Chelidonine Changes the Gene Expression of Human Pancreatic Cancer Cells

To determine the genes potentially involved in the anti-cancer activity of chelidonine, we conducted RNA-sequencing of BxPC-3 and MIA PaCa-2 cancer cells treated with 0.7 µM chelidonine for 24 hours. Out of the 24,424 unique genes tested, 885 genes were expressed in the treated cells, among which 398 were upregulated and 487 were downregulated.

Based on gene expression analysis, we categorized genes that play a crucial role during apoptosis. Using an Excel-based differentially expressed gene analysis (ExDEGA) program, we put together the biological functional features. With the Multiple Experiment Viewer (MeV) tool and hierarchical cluster analyses, the apoptosis-related genes up- and downregulated by 2-fold in chelidonine treated BxPC-3 and MIA PaCa-2 cells were analyzed. The heat maps and hierarchical cluster analysis showed 7 genes affected by chelidonine treatment, among which 4 genes were upregulated and 3 genes were downregulated. As shown in Figure 3, chelidonine triggered apoptosis through cyclin-dependent kinase inhibitor 1A (CDKN1A), which encodes the p21 protein. An increase in GADD45a expression was also found in both BxPC-3 and MIA PaCa-2 cells.

Figure 3. — RNA sequencing analysis to identify alteration in gene expression and signal network by chelidonine. (A) Hierarchical gene clustering was generated with the TM4 Microarray Software Suite (MeV) from chelidonine-treated BxPC-3 and MIA PaCa-2 pancreatic cancer cells. The red and blue colors represent genes that were up- and down-regulated, respectively, by more than 2.5-fold. The ratios of gene profiles are presented as a heat map (left panel) and gene expression pattern (right panel). (B) Combined screenshots from the STRING website, showing results obtained upon entering a set of 7 proteins suspected to be involved in the apoptotic process (Gene Ontology (GO) analysis) and cell cycle pathway (KEGG pathway). The insets show the accessory information available for a single protein, a reported enrichment of functional connections among the set of proteins, and statistical enrichments detected in functional subsystems. (C) GO and KEGG pathway analysis on protein–protein interactions. Enriched functions were selected, and the corresponding protein nodes in the network were automatically highlighted.
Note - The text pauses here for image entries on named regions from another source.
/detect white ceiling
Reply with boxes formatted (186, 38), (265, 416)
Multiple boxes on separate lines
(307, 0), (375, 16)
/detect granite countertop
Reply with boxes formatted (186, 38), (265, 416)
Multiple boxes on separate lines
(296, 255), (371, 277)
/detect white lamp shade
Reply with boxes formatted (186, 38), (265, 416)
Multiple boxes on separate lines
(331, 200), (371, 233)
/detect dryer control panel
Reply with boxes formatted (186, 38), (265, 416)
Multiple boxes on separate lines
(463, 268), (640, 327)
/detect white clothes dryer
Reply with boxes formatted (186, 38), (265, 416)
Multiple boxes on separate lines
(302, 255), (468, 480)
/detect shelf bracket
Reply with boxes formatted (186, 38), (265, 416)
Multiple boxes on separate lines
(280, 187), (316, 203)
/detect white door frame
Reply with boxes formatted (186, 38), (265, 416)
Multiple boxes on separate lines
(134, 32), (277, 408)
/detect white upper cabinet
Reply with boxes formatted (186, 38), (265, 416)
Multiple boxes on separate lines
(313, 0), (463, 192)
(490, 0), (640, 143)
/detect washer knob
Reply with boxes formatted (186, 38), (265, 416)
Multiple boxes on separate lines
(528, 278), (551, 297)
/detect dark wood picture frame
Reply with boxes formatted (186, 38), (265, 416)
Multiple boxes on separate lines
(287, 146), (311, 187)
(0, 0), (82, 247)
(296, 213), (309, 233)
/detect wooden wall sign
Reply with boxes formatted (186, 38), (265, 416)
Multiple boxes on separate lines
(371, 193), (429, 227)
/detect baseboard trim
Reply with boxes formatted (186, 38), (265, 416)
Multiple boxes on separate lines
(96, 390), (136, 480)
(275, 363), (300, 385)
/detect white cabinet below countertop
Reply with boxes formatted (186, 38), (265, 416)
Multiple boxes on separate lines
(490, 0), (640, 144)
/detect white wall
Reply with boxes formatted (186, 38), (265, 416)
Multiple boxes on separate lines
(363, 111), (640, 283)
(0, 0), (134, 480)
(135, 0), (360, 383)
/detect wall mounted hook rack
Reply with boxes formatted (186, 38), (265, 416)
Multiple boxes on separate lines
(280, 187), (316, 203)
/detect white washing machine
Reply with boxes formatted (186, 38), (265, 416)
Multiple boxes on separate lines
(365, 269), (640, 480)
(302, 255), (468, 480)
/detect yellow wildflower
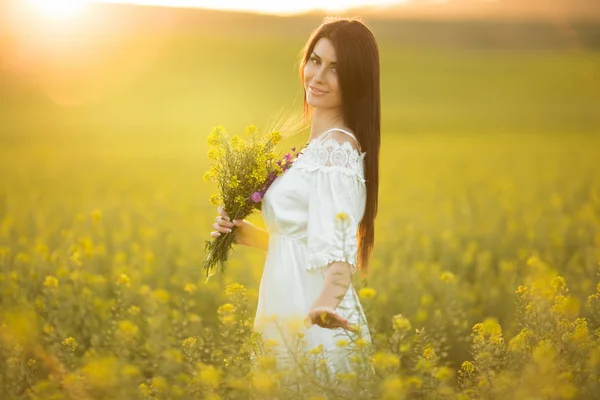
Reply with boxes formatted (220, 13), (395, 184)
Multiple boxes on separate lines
(267, 131), (281, 144)
(181, 336), (196, 348)
(209, 193), (221, 206)
(371, 351), (400, 369)
(117, 274), (131, 287)
(44, 275), (58, 288)
(392, 314), (412, 333)
(423, 347), (435, 360)
(244, 125), (258, 136)
(198, 365), (221, 389)
(127, 306), (140, 315)
(61, 336), (78, 353)
(183, 283), (196, 294)
(233, 195), (247, 206)
(91, 209), (102, 222)
(229, 175), (240, 189)
(207, 125), (226, 146)
(118, 320), (140, 340)
(231, 135), (246, 150)
(460, 361), (475, 374)
(252, 371), (276, 393)
(440, 271), (456, 283)
(358, 288), (377, 300)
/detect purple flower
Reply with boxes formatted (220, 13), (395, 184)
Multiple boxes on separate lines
(252, 192), (262, 203)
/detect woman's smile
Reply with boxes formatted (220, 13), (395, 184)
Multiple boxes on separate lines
(308, 85), (329, 96)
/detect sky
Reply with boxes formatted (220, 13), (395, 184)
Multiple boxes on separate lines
(84, 0), (406, 14)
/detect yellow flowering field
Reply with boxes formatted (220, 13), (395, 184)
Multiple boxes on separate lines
(0, 130), (600, 399)
(0, 5), (600, 400)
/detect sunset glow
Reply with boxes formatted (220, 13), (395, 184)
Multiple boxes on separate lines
(28, 0), (86, 19)
(90, 0), (407, 15)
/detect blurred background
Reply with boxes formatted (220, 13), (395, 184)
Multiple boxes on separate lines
(0, 0), (600, 396)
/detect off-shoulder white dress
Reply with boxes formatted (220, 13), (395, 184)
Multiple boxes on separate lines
(254, 128), (371, 373)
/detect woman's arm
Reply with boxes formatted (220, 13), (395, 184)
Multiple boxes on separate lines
(210, 206), (269, 251)
(311, 261), (352, 310)
(305, 261), (357, 332)
(233, 219), (269, 251)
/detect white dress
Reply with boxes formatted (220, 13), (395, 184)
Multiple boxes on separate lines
(254, 128), (371, 374)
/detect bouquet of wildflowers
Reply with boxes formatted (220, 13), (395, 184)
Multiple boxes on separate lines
(203, 125), (304, 277)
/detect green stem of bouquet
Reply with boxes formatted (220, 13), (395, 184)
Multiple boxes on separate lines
(203, 206), (244, 282)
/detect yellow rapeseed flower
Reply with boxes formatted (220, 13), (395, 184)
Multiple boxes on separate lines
(423, 347), (435, 360)
(117, 274), (131, 287)
(267, 131), (281, 144)
(198, 365), (221, 389)
(308, 344), (323, 355)
(207, 125), (226, 146)
(358, 287), (377, 300)
(229, 175), (240, 189)
(44, 275), (58, 288)
(61, 336), (78, 353)
(371, 351), (400, 369)
(127, 305), (140, 315)
(183, 283), (196, 294)
(244, 125), (258, 136)
(392, 314), (412, 333)
(181, 336), (196, 348)
(440, 271), (456, 283)
(209, 193), (222, 206)
(460, 361), (475, 374)
(118, 319), (140, 340)
(233, 194), (248, 206)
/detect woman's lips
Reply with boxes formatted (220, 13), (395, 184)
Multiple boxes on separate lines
(308, 86), (329, 96)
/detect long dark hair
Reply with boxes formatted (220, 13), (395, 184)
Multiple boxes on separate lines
(300, 17), (381, 274)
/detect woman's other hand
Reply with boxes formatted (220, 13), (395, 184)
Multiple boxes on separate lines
(210, 206), (254, 246)
(305, 306), (358, 332)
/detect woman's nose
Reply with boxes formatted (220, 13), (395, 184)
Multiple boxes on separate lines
(314, 68), (324, 82)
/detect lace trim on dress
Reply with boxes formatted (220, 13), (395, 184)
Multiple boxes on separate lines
(293, 138), (367, 183)
(306, 250), (357, 274)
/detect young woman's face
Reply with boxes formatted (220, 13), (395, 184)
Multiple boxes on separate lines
(304, 38), (342, 109)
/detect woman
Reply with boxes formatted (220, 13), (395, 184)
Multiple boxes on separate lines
(211, 18), (380, 372)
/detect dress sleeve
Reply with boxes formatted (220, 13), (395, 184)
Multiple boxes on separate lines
(307, 166), (366, 274)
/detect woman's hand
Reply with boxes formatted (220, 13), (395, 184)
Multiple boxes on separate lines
(210, 206), (256, 246)
(304, 306), (358, 332)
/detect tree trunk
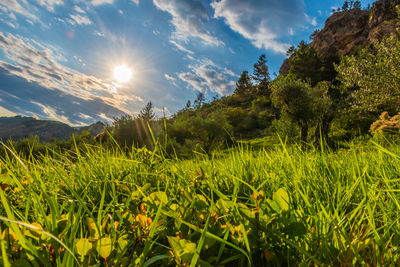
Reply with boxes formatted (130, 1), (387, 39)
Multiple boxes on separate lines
(314, 116), (333, 146)
(299, 121), (308, 145)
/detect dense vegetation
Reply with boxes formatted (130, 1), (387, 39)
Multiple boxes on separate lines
(0, 1), (400, 266)
(0, 143), (400, 266)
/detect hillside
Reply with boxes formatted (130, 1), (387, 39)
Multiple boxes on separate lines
(0, 116), (104, 141)
(279, 0), (400, 75)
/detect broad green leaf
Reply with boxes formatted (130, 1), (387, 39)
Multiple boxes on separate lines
(145, 191), (168, 205)
(75, 238), (92, 256)
(284, 222), (307, 237)
(272, 188), (289, 210)
(96, 237), (112, 259)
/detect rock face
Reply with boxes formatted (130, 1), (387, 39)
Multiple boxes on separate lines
(279, 0), (400, 75)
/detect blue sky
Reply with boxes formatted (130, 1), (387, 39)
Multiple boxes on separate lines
(0, 0), (373, 126)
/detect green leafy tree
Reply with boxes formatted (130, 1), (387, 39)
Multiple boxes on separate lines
(194, 92), (206, 108)
(289, 41), (322, 85)
(252, 54), (271, 91)
(271, 74), (314, 142)
(336, 36), (400, 115)
(342, 0), (350, 11)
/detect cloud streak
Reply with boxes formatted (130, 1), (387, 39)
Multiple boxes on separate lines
(0, 32), (142, 125)
(153, 0), (224, 46)
(178, 59), (236, 95)
(211, 0), (307, 54)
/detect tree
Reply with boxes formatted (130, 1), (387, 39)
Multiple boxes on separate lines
(342, 0), (350, 11)
(336, 36), (400, 115)
(353, 1), (361, 10)
(184, 100), (192, 110)
(289, 41), (322, 85)
(235, 70), (253, 94)
(252, 54), (270, 90)
(194, 92), (206, 107)
(139, 101), (156, 121)
(286, 45), (296, 57)
(271, 74), (314, 143)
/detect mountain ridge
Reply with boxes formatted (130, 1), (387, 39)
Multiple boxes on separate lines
(0, 116), (105, 141)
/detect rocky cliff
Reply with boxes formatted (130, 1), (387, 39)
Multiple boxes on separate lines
(279, 0), (400, 75)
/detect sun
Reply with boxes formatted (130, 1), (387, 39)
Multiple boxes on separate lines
(114, 65), (132, 83)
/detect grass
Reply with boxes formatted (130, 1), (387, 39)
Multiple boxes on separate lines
(0, 143), (400, 266)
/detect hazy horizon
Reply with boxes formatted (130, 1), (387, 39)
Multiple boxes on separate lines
(0, 0), (373, 126)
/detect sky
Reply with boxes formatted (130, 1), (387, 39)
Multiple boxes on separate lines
(0, 0), (373, 127)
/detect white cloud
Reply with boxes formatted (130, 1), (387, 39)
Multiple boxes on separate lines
(0, 0), (38, 21)
(164, 73), (176, 81)
(74, 5), (85, 14)
(178, 59), (236, 95)
(153, 0), (224, 46)
(78, 113), (93, 120)
(211, 0), (306, 53)
(0, 32), (140, 113)
(67, 14), (92, 25)
(169, 40), (194, 55)
(36, 0), (64, 12)
(0, 105), (17, 117)
(31, 101), (75, 126)
(8, 13), (17, 20)
(91, 0), (114, 6)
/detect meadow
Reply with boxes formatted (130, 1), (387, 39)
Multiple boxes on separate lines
(0, 141), (400, 266)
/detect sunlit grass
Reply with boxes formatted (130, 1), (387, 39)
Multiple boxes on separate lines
(0, 143), (400, 266)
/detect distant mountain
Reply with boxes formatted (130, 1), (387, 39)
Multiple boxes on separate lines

From these results, we analyzed protein-protein interactions and gene ontology using the STRING database. Here, we found correlations between the 7 genes, including the interaction between CDKN1A and GADD45a. Chelidonine treatment modulated the regulation of the apoptotic process through the cyclin binding mechanism (GO: 0006915; false discovery rate P = 4.59e−07: Cyclin-dependent kinase 1(CDK1), CDKN1A, GADD45A, Integrin subunit beta 3 binding protein (ITGB3BP), Protein phosphatase 1 regulatory subunit 15A (PPP1R15A), Transforming growth factor beta receptor 1 (TGFBR1), and DNA Topoisomerase II Alpha (TOP2A)).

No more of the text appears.